Investigação Defensiva vs. Investigação Policial
Enquanto a investigação conduzida pelas autoridades públicas tem o dever legal de ser imparcial — embora frequentemente assuma um viés acusatório —, a investigação defensiva é orientada pelo interesse legítimo do constituinte. O defensor não busca usurpar as funções da polícia, mas sim garantir que linhas de apuração favoráveis ao investigado não sejam negligenciadas.
Como Funciona a Investigação Defensiva na Prática?
Diferente do que muitos imaginam, a investigação defensiva não se resume a contratar um investigador privado para seguir passos de terceiros. Trata-se de um planejamento técnico-jurídico rigoroso que envolve diferentes frentes de atuação:
1. Tomada de Depoimentos e Entrevistas
O advogado pode intimar e entrevistar testemunhas, colaboradores, especialistas ou qualquer pessoa que detenha informações relevantes sobre o caso. Esses depoimentos podem ser gravados em áudio e vídeo e reduzidos a termo, integrando um relatório final.
2. Exames Periciais e Assistência Técnica
A contratação de peritos particulares (médicos, contadores, engenheiros, especialistas em tecnologia da informação) permite a elaboração de pareceres técnicos de alta complexidade. Se o Estado apresenta um laudo contábil questionável, a investigação defensiva rebate o documento com uma perícia contábil privada robusta.
3. Pesquisa de Fontes Abertas e Dados Públicos
Através de técnicas de inteligência cibernética e análise de dados (Open Source Intelligence – OSINT), a equipe de defesa pode mapear informações públicas em registros comerciais, juntas comerciais, redes sociais e diários oficiais para contextualizar fatos e desmascarar falsas alegações.
Fundamentação Jurídica
A consolidação da investigação defensiva no Brasil ocorreu formalmente com a edição do Provimento nº 188/2018 do Conselho Federal da Ordem dos Advogados do Brasil (OAB). Este documento normativo delineou os direitos, deveres e os procedimentos que o advogado deve adotar para resguardar a validade dos atos praticados.
Provimento 188/2018 da OAB, Art. 1º: “Compreende-se por investigação defensiva o complexo de atividades de natureza investigatória desenvolvido pelo advogado, com ou sem assistência de consultor técnico ou outros peritos, em juízo ou fora dele, na fase de investigação preliminar, no decorrer da instrução processual e em fase de execução penal, ou, ainda, em procedimento administrativo.”

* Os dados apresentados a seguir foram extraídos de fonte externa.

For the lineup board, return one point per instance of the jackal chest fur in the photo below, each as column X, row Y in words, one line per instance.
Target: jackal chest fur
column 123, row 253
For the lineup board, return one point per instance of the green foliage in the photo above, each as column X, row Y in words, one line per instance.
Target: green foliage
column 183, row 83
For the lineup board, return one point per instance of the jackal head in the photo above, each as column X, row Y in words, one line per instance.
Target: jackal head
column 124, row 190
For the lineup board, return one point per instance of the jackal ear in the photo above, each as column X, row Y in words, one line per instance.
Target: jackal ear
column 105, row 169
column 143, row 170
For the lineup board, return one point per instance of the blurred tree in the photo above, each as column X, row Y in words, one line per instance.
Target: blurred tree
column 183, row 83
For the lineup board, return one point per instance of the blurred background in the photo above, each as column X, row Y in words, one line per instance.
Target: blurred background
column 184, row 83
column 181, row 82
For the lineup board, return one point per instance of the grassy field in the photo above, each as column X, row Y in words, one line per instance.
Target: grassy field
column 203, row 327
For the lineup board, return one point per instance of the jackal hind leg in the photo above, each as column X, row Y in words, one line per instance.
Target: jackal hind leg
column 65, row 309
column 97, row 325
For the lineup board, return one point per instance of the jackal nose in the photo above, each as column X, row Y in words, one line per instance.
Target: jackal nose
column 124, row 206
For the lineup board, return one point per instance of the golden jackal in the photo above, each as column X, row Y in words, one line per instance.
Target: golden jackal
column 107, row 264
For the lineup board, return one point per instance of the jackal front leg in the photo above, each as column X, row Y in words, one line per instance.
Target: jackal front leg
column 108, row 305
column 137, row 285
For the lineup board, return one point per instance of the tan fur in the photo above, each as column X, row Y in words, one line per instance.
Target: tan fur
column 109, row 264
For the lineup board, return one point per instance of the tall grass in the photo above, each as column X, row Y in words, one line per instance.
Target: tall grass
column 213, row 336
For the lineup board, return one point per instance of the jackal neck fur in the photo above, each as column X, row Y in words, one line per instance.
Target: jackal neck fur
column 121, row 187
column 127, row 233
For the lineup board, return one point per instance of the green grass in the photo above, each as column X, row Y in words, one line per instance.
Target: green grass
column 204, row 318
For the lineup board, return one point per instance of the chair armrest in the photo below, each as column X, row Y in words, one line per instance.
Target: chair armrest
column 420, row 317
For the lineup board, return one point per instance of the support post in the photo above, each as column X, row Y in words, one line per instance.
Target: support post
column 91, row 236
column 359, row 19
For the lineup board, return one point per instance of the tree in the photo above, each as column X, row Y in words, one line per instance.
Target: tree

Além da norma corporativa da OAB, o instituto encontra sustentáculo em pilares do texto constitucional e da legislação federal:
- Constituição Federal, Art. 5º, incisos LIV e LV: Asseguram o devido processo legal, o contraditório e a ampla defesa, com os meios e recursos a ela inerentes.
- Código de Processo Civil, Art. 369: Garante o direito de empregar todos os meios legais e moralmente legítimos para provar a verdade dos fatos.
- Estatuto da Advocacia (Lei nº 8.906/94): Garante a inviolabilidade do escritório, dos arquivos e da atuação do advogado, elemento indispensável para o sigilo da investigação defensiva.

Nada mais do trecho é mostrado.